Long-Term Clinical Outcomes of Unprotected Left Main Percutaneous Coronary Intervention: A Large Single-Centre Experience

Affiliations

Long-Term Clinical Outcomes of Unprotected Left Main Percutaneous Coronary Intervention: A Large Single-Centre Experience

Lijian Gao et al. J Interv Cardiol. .

Abstract

Aims: This study sought to report the 10-year clinical outcomes of patients who underwent unprotected left main (LM) percutaneous coronary intervention (PCI) in a large centre.

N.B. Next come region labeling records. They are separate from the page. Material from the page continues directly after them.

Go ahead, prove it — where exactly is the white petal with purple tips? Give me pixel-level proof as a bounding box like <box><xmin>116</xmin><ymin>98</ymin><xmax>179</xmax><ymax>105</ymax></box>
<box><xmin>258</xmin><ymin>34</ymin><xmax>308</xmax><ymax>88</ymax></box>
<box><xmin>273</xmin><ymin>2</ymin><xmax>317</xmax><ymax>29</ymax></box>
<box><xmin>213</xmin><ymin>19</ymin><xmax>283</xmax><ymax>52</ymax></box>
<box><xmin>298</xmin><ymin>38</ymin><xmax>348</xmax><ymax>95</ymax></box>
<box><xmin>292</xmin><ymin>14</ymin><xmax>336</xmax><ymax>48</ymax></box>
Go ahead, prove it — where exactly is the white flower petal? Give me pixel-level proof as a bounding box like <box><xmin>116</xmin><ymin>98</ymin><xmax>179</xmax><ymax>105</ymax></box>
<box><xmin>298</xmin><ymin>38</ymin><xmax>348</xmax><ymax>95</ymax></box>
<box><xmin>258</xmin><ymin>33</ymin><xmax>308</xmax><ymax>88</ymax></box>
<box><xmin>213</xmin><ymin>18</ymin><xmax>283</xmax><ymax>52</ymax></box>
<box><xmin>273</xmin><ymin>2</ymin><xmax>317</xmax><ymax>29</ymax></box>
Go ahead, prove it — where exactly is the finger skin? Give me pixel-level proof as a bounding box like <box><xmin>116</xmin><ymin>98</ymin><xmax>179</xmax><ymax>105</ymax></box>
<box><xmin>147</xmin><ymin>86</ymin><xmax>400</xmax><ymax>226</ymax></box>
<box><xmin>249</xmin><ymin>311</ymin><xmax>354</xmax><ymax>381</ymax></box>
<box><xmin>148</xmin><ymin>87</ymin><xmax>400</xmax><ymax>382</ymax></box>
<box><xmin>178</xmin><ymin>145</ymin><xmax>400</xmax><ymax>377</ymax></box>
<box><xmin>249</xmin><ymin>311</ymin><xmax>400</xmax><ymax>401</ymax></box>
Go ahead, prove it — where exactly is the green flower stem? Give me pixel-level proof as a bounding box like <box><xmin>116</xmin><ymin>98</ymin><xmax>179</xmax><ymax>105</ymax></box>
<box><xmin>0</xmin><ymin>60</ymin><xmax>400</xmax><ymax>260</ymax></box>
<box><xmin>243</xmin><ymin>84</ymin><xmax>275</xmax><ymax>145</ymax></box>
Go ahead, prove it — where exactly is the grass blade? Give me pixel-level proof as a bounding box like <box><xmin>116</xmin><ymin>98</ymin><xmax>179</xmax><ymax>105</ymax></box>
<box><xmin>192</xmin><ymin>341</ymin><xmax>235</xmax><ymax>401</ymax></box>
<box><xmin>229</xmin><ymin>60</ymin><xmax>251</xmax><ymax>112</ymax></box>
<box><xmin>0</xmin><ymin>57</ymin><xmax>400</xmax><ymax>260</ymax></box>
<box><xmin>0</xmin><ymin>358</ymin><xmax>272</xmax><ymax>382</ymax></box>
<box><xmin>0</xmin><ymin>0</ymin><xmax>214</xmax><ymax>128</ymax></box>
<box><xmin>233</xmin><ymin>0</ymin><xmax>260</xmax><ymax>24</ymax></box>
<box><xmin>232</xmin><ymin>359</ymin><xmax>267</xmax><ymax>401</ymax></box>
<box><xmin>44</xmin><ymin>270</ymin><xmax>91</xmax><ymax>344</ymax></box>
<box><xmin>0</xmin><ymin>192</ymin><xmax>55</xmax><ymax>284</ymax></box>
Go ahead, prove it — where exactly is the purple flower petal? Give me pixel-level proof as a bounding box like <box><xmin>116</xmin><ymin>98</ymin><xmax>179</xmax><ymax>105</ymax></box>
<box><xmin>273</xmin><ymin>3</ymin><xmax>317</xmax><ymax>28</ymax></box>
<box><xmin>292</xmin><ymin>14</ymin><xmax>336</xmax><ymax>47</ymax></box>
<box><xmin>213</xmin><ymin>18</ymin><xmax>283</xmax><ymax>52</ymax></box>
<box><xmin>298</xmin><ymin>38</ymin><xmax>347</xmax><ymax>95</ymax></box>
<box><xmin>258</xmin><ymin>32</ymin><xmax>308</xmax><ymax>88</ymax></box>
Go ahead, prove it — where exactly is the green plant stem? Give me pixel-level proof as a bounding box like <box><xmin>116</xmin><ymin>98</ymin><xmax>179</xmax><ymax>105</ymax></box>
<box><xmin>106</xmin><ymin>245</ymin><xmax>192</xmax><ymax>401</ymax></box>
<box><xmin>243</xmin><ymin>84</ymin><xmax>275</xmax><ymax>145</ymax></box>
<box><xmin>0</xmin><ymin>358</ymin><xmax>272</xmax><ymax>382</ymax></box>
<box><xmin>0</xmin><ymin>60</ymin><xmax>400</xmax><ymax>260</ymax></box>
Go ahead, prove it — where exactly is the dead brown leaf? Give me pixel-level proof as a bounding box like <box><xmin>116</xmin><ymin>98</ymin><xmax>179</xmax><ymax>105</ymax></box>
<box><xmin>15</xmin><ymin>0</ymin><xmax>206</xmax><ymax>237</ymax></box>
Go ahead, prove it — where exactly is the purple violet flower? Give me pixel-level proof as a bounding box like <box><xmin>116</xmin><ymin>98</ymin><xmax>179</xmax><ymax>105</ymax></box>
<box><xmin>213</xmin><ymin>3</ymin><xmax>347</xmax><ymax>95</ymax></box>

Methods and results: A total of 913 consecutive patients who underwent unprotected LM PCI from January 2004 to December 2008 at Fu Wai Hospital were retrospectively analysed; the mean age was 60.0 ± 10.9 years, females accounted for 22% of patients, diabetes was present in 27.7% of patients, and an LM bifurcation lesion occurred in 82.9% of patients. During the median follow-up of 9.7 years, major adverse cardiac or cerebrovascular events (MACCEs) occurred in 25.6% (234) of patients, and the rates of all-cause death, myocardial infarction, and stroke were 14.9%, 11.0%, and 7.1%, respectively. Cardiac death occurred in only 7.9% of patients. The estimated event rate was 41.9% for death/myocardial infarction/any revascularization and 45.9% for death/MI/stroke/any revascularization. Definite/probable stent thrombosis occurred in 4.3% (39) of patients. According to the subgroup analysis, IVUS-guided PCI was associated with less long-term MACCEs. Further multivariate analysis identified that age and LVEF<40% were the only independent predictors for 10-year death. Age, LVEF<40%, creatinine clearance, and incomplete revascularization were independent predictors for death/MI, while a two-stent strategy, diabetes, a transradial approach, and the use of bare metal stents (BMSs) or first-generation drug-eluting stents (DESs) were not.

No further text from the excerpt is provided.